Jersey City Gunmen May Have Targeted Yeshiva Next Door With 50 Children


Jersey City shooting survivor says attackers looked well-trained, 'came to kill'


A survivor of the deadly shooting at a kosher supermarket in Jersey City, New Jersey, said Friday that he had narrowly escaped death and that the shooters had clearly come into the store to kill people.
“The way they came in, they came to kill, to shoot,” David Lax told CNN news.
The shooters killed three people Tuesday in the JC Kosher Supermarket before being killed by police. Authorities said the attackers were motivated by anti-Semitism.
Lax owns an appliance repair shop in the same neighborhood and had stopped in the supermarket for lunch.
When the shooting started, he dove under the store’s refrigerated salad bar, until the male shooter moved past him.
Lax then stood up and encountered the female attacker, who entered the store second.
“The second she starts pivoting herself, I just went right in and push back her arm and just run right out of the store,” Lax said.
The woman, later identified as Francine Graham, fired at him as he fled, Lax said.
Lax dashed across the street to safety in a dramatic escape that was captured on surveillance footage.
In a separate interview Thursday with NBC news, Lax said the two shooters appeared well-prepared for the assault. NBC confirmed with the US military that the male shooter, David Anderson, had served in the US Army Reserve.

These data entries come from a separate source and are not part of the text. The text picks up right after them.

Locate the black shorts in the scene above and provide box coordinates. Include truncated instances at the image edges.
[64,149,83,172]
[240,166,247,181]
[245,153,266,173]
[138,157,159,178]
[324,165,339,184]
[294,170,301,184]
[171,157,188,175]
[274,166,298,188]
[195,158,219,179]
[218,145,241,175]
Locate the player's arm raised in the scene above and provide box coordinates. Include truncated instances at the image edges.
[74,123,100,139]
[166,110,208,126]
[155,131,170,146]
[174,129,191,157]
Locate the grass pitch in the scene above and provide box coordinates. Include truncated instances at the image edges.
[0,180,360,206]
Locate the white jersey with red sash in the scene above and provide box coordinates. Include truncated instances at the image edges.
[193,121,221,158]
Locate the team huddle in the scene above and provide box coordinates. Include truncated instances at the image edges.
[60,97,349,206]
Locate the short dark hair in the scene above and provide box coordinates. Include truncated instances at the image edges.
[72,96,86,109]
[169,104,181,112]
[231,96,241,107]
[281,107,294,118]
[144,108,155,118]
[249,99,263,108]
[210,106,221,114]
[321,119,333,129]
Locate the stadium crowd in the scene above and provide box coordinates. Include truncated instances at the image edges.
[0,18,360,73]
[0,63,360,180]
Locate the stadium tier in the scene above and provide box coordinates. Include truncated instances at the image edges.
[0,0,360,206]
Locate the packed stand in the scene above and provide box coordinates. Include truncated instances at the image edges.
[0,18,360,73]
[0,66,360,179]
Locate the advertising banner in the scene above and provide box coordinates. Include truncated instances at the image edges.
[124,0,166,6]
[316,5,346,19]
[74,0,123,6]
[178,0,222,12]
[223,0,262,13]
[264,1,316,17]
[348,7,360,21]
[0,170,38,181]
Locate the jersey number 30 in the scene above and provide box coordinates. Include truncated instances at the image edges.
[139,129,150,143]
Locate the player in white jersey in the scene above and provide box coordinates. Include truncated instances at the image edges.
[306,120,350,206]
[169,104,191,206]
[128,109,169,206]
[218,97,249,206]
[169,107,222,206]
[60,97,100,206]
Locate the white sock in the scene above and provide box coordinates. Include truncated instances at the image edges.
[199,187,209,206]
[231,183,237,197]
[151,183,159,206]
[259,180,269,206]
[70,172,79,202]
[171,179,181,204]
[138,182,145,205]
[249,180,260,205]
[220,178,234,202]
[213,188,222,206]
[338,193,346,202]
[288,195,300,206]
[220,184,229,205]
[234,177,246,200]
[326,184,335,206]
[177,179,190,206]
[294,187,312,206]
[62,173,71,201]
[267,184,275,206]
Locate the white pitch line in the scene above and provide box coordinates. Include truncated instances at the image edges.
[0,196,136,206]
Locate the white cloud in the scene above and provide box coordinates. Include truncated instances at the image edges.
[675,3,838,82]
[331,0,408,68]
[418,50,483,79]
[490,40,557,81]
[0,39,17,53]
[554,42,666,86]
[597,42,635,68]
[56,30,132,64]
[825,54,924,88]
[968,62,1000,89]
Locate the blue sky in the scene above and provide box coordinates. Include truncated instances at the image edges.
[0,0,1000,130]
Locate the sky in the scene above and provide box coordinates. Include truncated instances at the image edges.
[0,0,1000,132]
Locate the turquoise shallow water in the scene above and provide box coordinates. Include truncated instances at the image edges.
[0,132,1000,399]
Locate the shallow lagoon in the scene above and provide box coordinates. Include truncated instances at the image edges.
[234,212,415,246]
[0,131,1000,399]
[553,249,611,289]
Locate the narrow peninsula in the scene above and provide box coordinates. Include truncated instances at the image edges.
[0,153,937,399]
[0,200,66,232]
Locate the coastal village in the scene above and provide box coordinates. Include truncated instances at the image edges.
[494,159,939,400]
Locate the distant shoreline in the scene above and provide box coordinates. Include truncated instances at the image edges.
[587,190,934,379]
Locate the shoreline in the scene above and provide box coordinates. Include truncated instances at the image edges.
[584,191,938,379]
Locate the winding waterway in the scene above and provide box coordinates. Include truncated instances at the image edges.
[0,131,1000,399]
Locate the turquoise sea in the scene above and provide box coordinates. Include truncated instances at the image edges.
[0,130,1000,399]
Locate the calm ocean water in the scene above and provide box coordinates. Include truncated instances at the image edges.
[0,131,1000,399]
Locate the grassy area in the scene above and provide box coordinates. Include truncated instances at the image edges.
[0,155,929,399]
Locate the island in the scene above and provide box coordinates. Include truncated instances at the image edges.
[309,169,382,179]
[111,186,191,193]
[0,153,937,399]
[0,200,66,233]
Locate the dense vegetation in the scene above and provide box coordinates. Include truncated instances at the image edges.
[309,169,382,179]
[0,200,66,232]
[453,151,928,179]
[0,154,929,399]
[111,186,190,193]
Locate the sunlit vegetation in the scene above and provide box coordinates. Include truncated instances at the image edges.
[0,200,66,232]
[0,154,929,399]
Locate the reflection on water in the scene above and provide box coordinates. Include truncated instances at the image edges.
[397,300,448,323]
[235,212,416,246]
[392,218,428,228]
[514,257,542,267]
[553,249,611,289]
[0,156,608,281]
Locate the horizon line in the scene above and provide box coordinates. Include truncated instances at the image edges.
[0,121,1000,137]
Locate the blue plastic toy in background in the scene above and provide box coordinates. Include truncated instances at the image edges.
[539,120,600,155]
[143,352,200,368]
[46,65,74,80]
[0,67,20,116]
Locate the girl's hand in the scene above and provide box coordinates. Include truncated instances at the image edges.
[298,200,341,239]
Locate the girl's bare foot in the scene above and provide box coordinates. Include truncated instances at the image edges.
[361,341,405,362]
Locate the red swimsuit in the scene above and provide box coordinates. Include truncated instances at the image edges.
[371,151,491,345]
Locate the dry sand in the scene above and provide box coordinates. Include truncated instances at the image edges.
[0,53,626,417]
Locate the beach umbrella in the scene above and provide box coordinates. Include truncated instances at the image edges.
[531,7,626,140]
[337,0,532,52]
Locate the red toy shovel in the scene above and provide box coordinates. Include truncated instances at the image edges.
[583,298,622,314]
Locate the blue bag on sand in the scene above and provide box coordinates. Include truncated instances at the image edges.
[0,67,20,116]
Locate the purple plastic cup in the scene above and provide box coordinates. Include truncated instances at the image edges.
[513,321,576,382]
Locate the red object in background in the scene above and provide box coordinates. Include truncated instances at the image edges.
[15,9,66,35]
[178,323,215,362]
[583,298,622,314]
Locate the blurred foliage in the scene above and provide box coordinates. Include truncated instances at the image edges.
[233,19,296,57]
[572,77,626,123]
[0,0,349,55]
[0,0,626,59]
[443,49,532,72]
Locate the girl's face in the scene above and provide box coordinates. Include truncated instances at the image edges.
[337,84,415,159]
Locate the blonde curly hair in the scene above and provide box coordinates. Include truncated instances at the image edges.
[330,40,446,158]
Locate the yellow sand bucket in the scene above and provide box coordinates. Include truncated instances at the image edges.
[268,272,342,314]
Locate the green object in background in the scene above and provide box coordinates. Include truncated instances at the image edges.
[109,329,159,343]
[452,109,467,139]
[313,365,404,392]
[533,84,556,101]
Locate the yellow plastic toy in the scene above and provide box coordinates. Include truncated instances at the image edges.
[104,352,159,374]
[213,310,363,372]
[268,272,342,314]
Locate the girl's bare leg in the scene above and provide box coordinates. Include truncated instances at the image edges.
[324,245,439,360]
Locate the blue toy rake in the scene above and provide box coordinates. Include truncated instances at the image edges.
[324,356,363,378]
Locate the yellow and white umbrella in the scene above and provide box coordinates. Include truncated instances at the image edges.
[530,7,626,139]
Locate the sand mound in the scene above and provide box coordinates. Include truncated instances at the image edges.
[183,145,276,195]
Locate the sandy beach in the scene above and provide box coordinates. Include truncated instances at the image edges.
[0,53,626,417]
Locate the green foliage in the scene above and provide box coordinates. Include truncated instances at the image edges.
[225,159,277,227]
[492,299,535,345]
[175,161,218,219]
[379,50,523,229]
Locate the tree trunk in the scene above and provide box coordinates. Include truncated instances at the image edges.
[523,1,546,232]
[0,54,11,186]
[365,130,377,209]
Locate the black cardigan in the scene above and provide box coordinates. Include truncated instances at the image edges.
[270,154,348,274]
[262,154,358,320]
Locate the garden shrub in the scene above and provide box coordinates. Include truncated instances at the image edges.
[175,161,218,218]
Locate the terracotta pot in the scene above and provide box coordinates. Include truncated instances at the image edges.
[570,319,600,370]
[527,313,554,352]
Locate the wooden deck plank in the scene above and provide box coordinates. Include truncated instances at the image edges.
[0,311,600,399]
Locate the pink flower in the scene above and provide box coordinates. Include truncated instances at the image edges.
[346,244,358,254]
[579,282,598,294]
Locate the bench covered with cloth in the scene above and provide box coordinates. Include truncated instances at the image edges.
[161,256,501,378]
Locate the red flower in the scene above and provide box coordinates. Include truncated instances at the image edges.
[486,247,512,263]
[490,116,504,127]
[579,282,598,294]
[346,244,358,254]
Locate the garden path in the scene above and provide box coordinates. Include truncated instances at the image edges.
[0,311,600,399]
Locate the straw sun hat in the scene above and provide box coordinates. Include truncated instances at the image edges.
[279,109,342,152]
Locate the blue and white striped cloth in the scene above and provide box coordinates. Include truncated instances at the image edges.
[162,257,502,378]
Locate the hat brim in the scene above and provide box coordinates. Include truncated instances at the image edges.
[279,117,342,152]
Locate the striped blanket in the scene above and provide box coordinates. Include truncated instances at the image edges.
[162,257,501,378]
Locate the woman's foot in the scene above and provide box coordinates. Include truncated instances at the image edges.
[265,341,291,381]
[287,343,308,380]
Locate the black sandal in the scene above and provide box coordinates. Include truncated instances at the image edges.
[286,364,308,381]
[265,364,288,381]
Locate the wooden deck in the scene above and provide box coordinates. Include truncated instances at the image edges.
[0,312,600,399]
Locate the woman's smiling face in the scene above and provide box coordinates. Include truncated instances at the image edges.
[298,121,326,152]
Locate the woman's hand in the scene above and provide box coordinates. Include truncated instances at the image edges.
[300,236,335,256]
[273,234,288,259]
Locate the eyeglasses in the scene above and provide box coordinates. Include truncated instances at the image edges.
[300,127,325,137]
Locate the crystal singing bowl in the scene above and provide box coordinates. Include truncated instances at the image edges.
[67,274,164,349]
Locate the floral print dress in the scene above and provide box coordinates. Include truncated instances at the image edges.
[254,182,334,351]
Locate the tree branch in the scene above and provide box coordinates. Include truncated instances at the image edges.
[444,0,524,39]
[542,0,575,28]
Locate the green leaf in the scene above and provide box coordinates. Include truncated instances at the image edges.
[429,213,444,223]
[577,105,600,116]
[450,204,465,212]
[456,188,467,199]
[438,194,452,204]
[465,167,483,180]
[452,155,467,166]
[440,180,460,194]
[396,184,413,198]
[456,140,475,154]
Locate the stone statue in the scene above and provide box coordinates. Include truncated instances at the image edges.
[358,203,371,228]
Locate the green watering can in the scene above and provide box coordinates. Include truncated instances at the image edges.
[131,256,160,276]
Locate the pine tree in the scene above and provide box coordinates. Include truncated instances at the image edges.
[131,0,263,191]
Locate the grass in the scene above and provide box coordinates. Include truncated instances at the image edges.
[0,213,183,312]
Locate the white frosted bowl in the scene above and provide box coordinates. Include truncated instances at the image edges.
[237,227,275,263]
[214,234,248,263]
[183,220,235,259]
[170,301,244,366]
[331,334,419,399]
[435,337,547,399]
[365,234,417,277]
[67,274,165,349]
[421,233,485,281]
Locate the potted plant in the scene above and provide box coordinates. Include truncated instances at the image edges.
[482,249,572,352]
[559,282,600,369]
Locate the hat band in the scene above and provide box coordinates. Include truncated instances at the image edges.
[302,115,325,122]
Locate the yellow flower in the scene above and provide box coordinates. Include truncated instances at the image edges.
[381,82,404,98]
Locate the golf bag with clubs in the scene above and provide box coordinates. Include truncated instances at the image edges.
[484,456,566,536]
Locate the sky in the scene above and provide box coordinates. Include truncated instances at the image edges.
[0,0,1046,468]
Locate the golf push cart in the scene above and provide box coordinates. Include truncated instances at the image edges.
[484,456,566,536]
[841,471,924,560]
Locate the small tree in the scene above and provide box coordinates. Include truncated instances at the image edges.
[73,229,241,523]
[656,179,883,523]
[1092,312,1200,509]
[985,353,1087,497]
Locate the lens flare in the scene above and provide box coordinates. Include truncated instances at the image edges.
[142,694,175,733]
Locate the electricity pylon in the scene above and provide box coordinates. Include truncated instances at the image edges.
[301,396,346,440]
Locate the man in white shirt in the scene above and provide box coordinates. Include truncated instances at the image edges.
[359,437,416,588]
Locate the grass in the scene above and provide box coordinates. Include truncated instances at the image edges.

Jersey City Mayor Steven Fulop said Friday that he believes that the two gunmen who attacked a kosher store in the city, killing three people inside, were actually planning to target a yeshiva next door that had 50 children inside at the time of the assault.
“My opinion is that as more info comes out it’ll become increasingly clear that the target was the 50 children at the Yeshiva attached to that store.” Fulop, who is Jewish, tweeted:  “We will never know 100% but the doorway to the yeshiva was 3 feet away + it seems he goes in that direction 1st.”
Fulop said that if police had not managed to trap attackers in store, the result would have been much worse.
“This is a horrible tragedy but even in so much darkness with lives lost there is some light in that without question had the bravery/quick response of the police not trapped them in the store this could have been much much worse,” he said.
On Thursday Attorney General Gurbir Grewal said the attack was driven by hatred of Jews and law enforcement and is being investigated as an act of domestic terrorism.
The two killers were armed with a variety of weapons, including an AR-15-style rifle and a shotgun that they were wielding when they stormed into the store in an attack that left the scene littered with several hundred shell casings, broken glass and a community in mourning. A pipebomb was also found in a stolen U-Haul van.